Mais il n’y a pas eu décalque : c’est bien Esterhazy qui a écrit de sa main le bordereau, car il est impossible, absolument impossible que Dreyfus ait décalqué l’écriture d’Esterhazy.

Il y en a deux raisons décisives. D’abord, pourquoi Dreyfus aurait-il décalqué l’écriture d’un autre homme ? Évidemment pour dérouter la justice.

Dès lors, il est bien certain qu’il choisira une écriture ressemblant le moins possible à la sienne.

S’il fait en effet métier de trahison et s’il ne veut pas que le bordereau puisse être un jour utilisé contre lui, s’il s’applique à le composer d’une autre écriture que la sienne, il tâchera que le soupçon ne puisse, même un instant, se porter sur lui.

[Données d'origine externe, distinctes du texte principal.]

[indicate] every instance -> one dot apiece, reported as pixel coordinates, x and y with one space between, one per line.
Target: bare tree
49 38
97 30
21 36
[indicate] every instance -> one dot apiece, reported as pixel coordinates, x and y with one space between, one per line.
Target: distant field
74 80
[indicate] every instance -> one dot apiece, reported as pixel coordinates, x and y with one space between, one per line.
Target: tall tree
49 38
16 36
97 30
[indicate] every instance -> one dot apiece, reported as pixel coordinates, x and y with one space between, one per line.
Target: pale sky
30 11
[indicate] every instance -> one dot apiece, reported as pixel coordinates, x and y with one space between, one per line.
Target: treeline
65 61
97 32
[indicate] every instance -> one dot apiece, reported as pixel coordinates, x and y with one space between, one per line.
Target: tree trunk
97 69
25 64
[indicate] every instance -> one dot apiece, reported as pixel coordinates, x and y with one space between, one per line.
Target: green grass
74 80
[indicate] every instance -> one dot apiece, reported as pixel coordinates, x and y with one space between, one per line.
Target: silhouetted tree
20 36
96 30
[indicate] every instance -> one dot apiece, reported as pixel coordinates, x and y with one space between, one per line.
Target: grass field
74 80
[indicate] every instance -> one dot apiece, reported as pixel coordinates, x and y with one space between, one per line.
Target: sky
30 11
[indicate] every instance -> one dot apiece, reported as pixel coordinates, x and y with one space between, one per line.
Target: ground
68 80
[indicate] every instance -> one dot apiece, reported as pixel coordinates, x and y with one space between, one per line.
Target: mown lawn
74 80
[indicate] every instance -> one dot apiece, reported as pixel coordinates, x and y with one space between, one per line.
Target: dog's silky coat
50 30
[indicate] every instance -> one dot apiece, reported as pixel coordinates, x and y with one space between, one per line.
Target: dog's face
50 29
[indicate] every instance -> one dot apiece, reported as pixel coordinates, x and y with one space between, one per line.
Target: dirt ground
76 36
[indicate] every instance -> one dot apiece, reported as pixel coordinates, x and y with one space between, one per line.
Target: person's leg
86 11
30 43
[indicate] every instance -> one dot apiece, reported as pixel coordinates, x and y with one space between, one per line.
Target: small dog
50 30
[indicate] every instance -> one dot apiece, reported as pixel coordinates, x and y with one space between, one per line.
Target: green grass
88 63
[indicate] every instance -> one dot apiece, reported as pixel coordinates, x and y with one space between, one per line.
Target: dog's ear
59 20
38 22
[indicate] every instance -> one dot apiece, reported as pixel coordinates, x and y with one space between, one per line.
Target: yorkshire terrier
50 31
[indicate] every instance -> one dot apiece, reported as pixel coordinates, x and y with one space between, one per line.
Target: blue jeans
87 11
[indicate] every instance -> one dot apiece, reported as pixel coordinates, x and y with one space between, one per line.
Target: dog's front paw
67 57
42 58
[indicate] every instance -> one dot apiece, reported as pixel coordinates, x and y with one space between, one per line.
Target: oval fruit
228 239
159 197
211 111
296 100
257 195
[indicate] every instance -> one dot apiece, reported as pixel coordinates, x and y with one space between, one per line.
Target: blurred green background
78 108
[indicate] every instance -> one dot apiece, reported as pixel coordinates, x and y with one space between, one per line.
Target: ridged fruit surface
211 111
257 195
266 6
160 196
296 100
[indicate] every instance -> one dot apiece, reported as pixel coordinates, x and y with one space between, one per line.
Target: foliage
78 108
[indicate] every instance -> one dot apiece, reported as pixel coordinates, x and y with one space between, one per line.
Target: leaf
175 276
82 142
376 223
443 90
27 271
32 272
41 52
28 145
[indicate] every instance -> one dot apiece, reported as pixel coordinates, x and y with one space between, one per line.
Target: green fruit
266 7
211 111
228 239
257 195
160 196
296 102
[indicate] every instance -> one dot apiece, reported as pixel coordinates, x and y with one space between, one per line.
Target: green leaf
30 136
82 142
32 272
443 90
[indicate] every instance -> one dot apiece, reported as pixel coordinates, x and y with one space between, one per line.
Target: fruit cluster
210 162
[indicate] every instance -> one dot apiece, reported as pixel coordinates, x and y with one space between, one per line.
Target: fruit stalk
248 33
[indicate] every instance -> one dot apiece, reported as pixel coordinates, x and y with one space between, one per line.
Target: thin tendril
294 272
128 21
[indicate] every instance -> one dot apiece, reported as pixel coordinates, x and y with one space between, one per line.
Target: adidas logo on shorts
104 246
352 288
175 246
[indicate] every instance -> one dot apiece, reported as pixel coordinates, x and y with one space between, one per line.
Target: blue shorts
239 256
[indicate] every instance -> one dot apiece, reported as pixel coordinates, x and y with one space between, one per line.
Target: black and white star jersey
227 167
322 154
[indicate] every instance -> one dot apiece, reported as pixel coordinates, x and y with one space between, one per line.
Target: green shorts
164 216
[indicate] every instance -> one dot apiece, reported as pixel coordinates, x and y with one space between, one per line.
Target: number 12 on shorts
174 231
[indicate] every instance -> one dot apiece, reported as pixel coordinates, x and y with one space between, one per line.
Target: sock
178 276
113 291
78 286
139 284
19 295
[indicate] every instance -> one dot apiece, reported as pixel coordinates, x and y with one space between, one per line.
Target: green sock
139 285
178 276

Pour cela, il choisira, pour son décalquage, une écriture qui ne puisse, même un moment, faire songer à la sienne.

Il est impossible qu’on échappe à ce dilemme : ou le traître écrira le bordereau de sa propre écriture naturelle, pour ne pas compliquer sa besogne ; ou s’il la complique et se livre à un travail de décalquage, il n’ira pas choisir de parti pris une écriture qui ressemble même superficiellement à la sienne, car il perd ainsi tout le fruit de son opération.